Global crude oil production declined by 701,000 barrels a day year over year in 2017 (about 0.9%). OPEC production declined by 926,000 barrels a day (2.8% year over year). Total global production reached 74.69 million barrels a day, the first year-over-year decline since 2009. Production in 2016 totaled 75.48 million barrels a day.
U.S. oil production rose by 498,000 barrels a day (5.6%) and Libyan production more than doubled to 427,000 barrels a day as the country was excluded from OPEC’s lower production quotas. Saudi Arabia cut production by 501,000 barrels a day (4.8%) and Venezuelan production dropped 338,000 barrels a day (14.2%). The top three producers last year were Russia with daily production of 10.35 million barrels, Saudi Arabia with 9.96 million barrels and the United States with 9.36 million barrels.
Global demand for crude oil rose by 1.7% year over year in 2017 to 97.2 million barrels per day.
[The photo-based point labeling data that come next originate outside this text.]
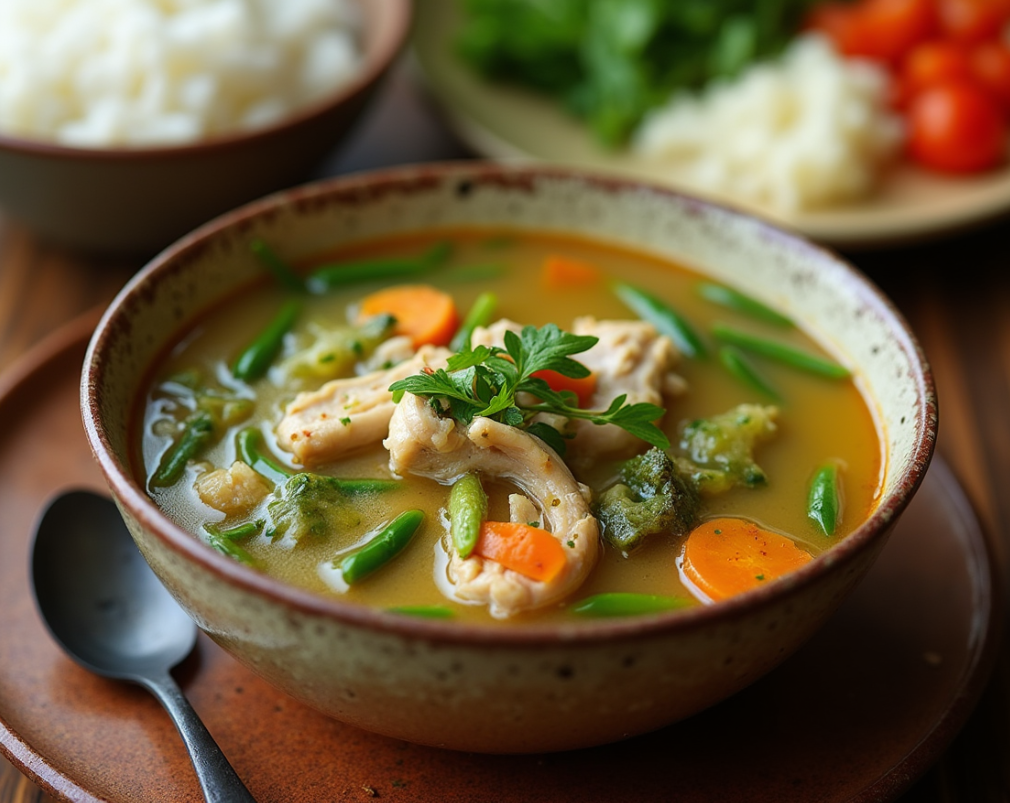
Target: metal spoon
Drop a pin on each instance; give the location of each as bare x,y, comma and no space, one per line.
103,604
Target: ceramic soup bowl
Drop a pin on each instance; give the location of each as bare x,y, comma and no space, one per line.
484,688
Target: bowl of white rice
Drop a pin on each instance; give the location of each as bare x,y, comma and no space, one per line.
125,123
Demand grew fastest in the Asia-Pacific region with China and India posting the largest growth.
OPEC members exported a total of 24.86 million barrels a day last year, down by 406,000 barrels compared to the prior year total, with most (62.6%) sent to the Asia-Pacific region. Europe imported 4.64 million barrels a day in 2017, up from 4.4 million barrels a year earlier and North American imports of OPEC crude fell by 2.5% to 3.21 million barrels a day.
The 14 OPEC members account for 1.21 trillion of the world’s total proved reserves of 1.48 trillion barrels of crude oil. Global reserves decreased by 0.4% year over year in 2017 and OPEC reserves dipped 0.3%, mostly due to lower production from Venezuela, the current world leader with reserves of nearly 303 billion barrels. Saudi Arabia claims proved reserves of more than 266 billion barrels followed by Iran (156 billion barrels), Iraq (147 billion barrels) and Kuwait (102 billion barrels). U.S. proved reserves totaled about 33 billion barrels, according to the OPEC bulletin.
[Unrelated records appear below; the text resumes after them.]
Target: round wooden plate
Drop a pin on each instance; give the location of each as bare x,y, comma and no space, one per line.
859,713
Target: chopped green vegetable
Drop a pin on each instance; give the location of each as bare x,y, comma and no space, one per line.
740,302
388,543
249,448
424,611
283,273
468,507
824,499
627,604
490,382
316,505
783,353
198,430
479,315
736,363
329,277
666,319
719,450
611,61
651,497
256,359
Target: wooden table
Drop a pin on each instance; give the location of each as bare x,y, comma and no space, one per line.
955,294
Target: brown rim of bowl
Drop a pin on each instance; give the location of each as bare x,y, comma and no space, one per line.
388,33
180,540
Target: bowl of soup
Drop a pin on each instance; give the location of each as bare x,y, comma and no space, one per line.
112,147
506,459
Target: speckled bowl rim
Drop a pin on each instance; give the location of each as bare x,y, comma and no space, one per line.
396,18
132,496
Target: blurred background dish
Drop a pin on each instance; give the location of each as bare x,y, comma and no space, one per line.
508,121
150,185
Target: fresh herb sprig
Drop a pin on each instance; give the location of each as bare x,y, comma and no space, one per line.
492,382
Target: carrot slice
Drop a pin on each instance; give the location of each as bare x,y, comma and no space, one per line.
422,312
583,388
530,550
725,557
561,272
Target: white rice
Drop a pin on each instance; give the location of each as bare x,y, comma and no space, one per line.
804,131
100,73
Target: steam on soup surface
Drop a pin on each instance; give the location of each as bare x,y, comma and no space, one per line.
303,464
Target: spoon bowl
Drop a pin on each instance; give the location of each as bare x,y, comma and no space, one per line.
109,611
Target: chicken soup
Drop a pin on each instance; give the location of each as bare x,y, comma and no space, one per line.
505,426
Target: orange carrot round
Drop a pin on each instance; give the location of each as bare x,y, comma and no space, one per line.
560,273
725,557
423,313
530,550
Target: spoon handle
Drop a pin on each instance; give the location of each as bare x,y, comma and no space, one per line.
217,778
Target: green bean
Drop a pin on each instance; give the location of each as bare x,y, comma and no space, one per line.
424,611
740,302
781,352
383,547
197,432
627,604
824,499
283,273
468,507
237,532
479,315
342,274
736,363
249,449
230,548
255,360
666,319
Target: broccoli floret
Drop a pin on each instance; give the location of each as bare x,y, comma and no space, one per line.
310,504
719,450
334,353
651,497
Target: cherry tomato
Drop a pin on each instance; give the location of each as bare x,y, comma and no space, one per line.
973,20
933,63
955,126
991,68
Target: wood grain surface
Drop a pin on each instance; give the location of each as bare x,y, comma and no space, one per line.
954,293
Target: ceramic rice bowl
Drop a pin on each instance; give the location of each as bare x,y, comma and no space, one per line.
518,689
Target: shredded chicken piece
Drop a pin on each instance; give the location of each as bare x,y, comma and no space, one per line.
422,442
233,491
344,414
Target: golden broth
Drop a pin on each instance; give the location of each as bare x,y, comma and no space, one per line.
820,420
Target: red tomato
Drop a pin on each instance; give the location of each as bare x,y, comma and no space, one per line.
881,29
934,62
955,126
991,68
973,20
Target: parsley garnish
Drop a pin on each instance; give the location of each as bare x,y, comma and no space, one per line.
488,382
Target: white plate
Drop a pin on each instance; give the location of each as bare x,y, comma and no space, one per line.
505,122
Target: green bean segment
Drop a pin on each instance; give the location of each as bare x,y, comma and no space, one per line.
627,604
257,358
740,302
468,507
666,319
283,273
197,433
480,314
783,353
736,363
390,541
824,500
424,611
The average price for a barrel of OPEC’s reference basket of 14 different crude oil varieties rose from $40.76 in 2016 to $52.43 in 2017.
As interesting as all these numbers may be, the June 22 OPEC meeting is drawing the most attention right now. There have been reports that Saudi Arabia and Russia will loosen production quotas and may pump up to an additional 1 million barrels a day now that the world’s supply of oil has reached essential parity with world demand. Crude prices will be volatile until the meeting and any announcement regarding future production. As the situation stands now, production quotas are set to remain until the end of this year.